Practically, if the goal is 100% about AI and cloud isn't an option for some reason, both options are likely "a great way to waste a couple grand trying to save a couple grand" as you'd get 7x the performance and likely still feel it's a bit slow on larger models using an RTX Pro 6000. I say this as a Ryzen AI Max+ 395 owner, though I got mine because it's the closest thing to an x86 Apple Silicon laptop one can get at the moment.

d3m0t3p · 2 months ago

Because the ML ecosystem is more mature on the NVidia side. Software-wise the cuda platform is more advanced. It will be hard for AMD to catch up. It is good to see competition tho.

shikon7 · 2 months ago

But the article shows that the Nvidia ecosystem isn't that mature either on the DGX Spark with ARM64. I wonder if Nvidia is still ahead for such use cases, all things considered.

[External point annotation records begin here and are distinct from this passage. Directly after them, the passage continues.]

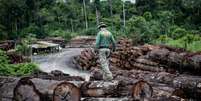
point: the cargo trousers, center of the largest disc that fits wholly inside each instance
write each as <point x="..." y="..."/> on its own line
<point x="104" y="54"/>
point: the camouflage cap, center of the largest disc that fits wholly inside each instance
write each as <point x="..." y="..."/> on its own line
<point x="102" y="24"/>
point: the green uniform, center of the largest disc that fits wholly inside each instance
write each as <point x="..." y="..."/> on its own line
<point x="103" y="42"/>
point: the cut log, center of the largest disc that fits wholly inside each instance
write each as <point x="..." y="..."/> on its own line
<point x="66" y="91"/>
<point x="99" y="89"/>
<point x="183" y="62"/>
<point x="47" y="87"/>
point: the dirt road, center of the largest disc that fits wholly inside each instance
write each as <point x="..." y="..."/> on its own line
<point x="61" y="61"/>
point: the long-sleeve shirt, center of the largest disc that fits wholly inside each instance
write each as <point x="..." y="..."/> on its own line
<point x="104" y="39"/>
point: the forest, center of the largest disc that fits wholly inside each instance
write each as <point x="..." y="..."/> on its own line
<point x="46" y="47"/>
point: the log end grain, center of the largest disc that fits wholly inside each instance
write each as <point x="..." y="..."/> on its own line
<point x="66" y="91"/>
<point x="141" y="90"/>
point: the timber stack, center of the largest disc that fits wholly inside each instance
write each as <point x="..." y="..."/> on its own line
<point x="147" y="57"/>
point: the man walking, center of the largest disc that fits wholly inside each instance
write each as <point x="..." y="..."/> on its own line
<point x="104" y="40"/>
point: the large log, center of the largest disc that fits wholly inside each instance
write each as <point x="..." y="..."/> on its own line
<point x="183" y="62"/>
<point x="49" y="88"/>
<point x="188" y="85"/>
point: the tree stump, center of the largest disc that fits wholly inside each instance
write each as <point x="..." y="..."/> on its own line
<point x="66" y="92"/>
<point x="141" y="90"/>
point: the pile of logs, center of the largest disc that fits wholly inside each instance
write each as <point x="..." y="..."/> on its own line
<point x="86" y="60"/>
<point x="7" y="45"/>
<point x="35" y="89"/>
<point x="147" y="57"/>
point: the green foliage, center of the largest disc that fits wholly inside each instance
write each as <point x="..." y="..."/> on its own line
<point x="23" y="48"/>
<point x="190" y="42"/>
<point x="3" y="58"/>
<point x="178" y="33"/>
<point x="90" y="31"/>
<point x="65" y="34"/>
<point x="17" y="69"/>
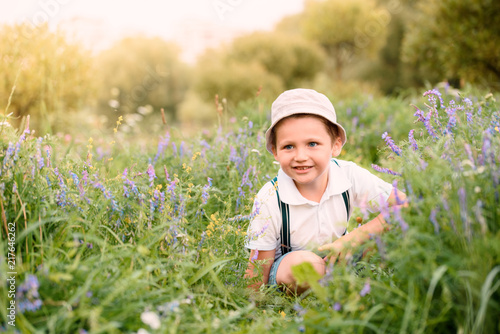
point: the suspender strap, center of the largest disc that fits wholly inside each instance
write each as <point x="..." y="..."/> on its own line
<point x="347" y="199"/>
<point x="285" y="218"/>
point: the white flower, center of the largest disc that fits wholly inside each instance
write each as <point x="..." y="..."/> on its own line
<point x="152" y="319"/>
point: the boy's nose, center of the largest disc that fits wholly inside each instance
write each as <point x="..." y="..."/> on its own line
<point x="300" y="154"/>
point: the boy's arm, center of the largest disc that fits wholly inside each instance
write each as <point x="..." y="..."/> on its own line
<point x="266" y="267"/>
<point x="361" y="234"/>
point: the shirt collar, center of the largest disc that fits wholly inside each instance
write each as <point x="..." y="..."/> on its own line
<point x="337" y="184"/>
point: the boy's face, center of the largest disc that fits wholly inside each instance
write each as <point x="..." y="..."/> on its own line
<point x="304" y="149"/>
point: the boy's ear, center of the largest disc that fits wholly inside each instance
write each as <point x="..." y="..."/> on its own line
<point x="337" y="147"/>
<point x="273" y="148"/>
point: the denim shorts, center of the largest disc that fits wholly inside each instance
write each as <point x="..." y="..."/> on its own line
<point x="274" y="270"/>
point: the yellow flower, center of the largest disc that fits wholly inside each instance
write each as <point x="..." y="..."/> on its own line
<point x="195" y="155"/>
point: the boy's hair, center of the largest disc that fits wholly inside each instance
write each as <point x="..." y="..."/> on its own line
<point x="332" y="129"/>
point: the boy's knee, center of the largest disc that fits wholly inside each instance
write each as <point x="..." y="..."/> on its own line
<point x="295" y="258"/>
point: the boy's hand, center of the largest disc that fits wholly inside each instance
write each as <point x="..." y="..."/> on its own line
<point x="337" y="251"/>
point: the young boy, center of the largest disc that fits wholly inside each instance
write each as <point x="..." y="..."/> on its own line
<point x="312" y="192"/>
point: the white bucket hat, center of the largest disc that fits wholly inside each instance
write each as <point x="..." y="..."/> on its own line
<point x="302" y="101"/>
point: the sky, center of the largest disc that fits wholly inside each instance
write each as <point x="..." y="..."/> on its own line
<point x="193" y="24"/>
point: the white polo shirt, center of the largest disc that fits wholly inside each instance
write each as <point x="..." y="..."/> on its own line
<point x="314" y="224"/>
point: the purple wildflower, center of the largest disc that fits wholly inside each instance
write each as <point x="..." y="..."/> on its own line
<point x="151" y="174"/>
<point x="384" y="170"/>
<point x="181" y="149"/>
<point x="399" y="219"/>
<point x="366" y="289"/>
<point x="446" y="208"/>
<point x="167" y="176"/>
<point x="391" y="144"/>
<point x="39" y="157"/>
<point x="433" y="220"/>
<point x="251" y="216"/>
<point x="411" y="138"/>
<point x="468" y="150"/>
<point x="255" y="256"/>
<point x="380" y="246"/>
<point x="204" y="194"/>
<point x="174" y="149"/>
<point x="129" y="183"/>
<point x="463" y="210"/>
<point x="428" y="125"/>
<point x="432" y="94"/>
<point x="420" y="114"/>
<point x="452" y="119"/>
<point x="28" y="296"/>
<point x="162" y="145"/>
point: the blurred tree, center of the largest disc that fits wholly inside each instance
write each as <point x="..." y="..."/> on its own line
<point x="290" y="25"/>
<point x="389" y="71"/>
<point x="456" y="39"/>
<point x="346" y="28"/>
<point x="232" y="80"/>
<point x="291" y="58"/>
<point x="51" y="76"/>
<point x="142" y="71"/>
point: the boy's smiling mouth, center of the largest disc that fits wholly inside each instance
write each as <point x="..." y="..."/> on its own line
<point x="302" y="167"/>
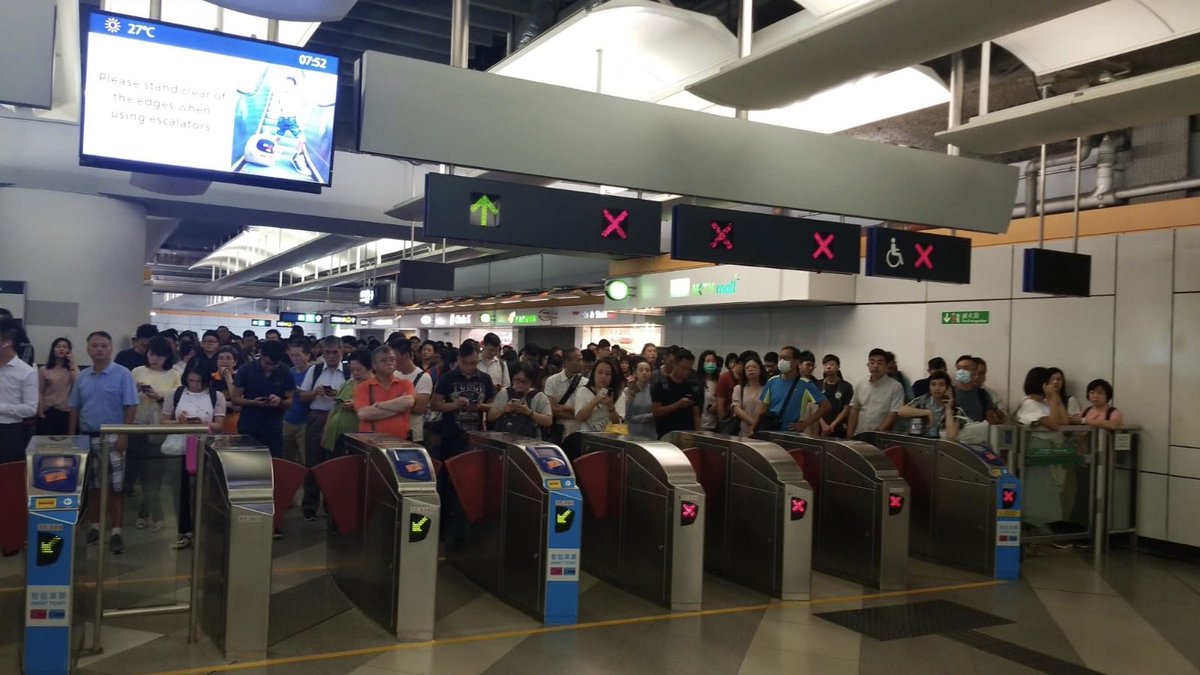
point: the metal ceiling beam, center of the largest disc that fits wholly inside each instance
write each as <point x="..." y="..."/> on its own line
<point x="875" y="37"/>
<point x="303" y="254"/>
<point x="415" y="23"/>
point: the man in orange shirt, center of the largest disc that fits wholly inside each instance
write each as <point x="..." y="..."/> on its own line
<point x="383" y="401"/>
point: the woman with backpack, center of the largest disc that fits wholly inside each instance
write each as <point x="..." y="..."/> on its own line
<point x="193" y="402"/>
<point x="521" y="408"/>
<point x="601" y="401"/>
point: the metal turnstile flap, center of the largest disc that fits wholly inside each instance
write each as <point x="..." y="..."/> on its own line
<point x="245" y="466"/>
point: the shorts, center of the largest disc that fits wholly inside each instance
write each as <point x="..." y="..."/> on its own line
<point x="115" y="465"/>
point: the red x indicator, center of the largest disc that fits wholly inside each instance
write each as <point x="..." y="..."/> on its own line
<point x="923" y="256"/>
<point x="822" y="246"/>
<point x="615" y="225"/>
<point x="721" y="236"/>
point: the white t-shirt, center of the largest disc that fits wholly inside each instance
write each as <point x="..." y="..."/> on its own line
<point x="599" y="419"/>
<point x="424" y="386"/>
<point x="198" y="405"/>
<point x="331" y="377"/>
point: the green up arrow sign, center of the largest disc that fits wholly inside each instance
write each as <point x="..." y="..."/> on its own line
<point x="485" y="211"/>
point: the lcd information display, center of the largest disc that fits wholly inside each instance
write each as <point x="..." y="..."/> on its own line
<point x="162" y="97"/>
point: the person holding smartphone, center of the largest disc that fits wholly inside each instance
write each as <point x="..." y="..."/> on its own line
<point x="145" y="463"/>
<point x="935" y="408"/>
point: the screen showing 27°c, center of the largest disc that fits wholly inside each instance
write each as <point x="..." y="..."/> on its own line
<point x="226" y="108"/>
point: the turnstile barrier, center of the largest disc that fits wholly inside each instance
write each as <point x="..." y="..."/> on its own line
<point x="384" y="502"/>
<point x="55" y="559"/>
<point x="759" y="531"/>
<point x="862" y="521"/>
<point x="643" y="521"/>
<point x="519" y="532"/>
<point x="965" y="506"/>
<point x="235" y="530"/>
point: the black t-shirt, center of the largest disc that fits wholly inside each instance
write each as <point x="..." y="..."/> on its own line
<point x="477" y="389"/>
<point x="131" y="358"/>
<point x="839" y="396"/>
<point x="666" y="392"/>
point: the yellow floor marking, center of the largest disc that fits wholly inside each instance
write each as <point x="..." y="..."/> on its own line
<point x="547" y="629"/>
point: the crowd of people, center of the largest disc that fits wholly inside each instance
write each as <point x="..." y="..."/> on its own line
<point x="298" y="395"/>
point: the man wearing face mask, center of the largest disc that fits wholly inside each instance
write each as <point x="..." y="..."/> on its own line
<point x="791" y="396"/>
<point x="971" y="399"/>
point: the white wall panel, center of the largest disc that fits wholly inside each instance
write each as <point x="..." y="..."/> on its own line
<point x="1186" y="371"/>
<point x="1074" y="334"/>
<point x="1152" y="505"/>
<point x="1187" y="260"/>
<point x="990" y="341"/>
<point x="1141" y="342"/>
<point x="1182" y="506"/>
<point x="853" y="332"/>
<point x="1104" y="257"/>
<point x="1185" y="461"/>
<point x="991" y="278"/>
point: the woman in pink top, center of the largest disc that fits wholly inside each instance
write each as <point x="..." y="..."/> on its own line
<point x="1099" y="412"/>
<point x="55" y="380"/>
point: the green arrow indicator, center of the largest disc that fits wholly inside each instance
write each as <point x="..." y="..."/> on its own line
<point x="485" y="208"/>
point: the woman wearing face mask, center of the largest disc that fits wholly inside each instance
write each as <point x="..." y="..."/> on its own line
<point x="601" y="401"/>
<point x="637" y="394"/>
<point x="709" y="370"/>
<point x="935" y="410"/>
<point x="155" y="381"/>
<point x="749" y="389"/>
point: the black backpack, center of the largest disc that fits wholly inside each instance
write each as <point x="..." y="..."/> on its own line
<point x="519" y="424"/>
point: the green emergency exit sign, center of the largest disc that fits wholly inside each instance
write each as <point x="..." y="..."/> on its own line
<point x="971" y="318"/>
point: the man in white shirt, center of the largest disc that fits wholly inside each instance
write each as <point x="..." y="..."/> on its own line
<point x="319" y="390"/>
<point x="18" y="394"/>
<point x="876" y="400"/>
<point x="421" y="382"/>
<point x="492" y="364"/>
<point x="561" y="388"/>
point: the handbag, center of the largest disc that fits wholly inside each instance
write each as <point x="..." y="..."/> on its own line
<point x="772" y="420"/>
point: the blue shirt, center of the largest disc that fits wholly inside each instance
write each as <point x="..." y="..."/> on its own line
<point x="101" y="398"/>
<point x="299" y="411"/>
<point x="775" y="393"/>
<point x="253" y="383"/>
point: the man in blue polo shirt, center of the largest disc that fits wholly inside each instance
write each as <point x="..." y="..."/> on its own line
<point x="103" y="393"/>
<point x="791" y="396"/>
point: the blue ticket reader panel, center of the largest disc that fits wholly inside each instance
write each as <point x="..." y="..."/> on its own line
<point x="564" y="529"/>
<point x="1008" y="514"/>
<point x="53" y="621"/>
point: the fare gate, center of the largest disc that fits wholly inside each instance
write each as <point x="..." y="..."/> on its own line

simlevesque · 2 months ago

CUDA

WOULDA

SHOULDA

pjmlp · 2 months ago

Complete computer with everything working.

simjnd · 2 months ago

The complete Framework Desktop with everything working (including said Ryzen AI Max 395+ and 128 GB of RAM) is 2500 EUR. In Europe the DGX Spark listings are at 4000+ EUR.

The vast majority of Ryzen AI Max+ 395s (by volume at least) are sold as complete system offerings as well. About as far as you can go the other way is getting one without an SSD, as the MB+RAM+CPU are an "all or nothing" bundle anyways.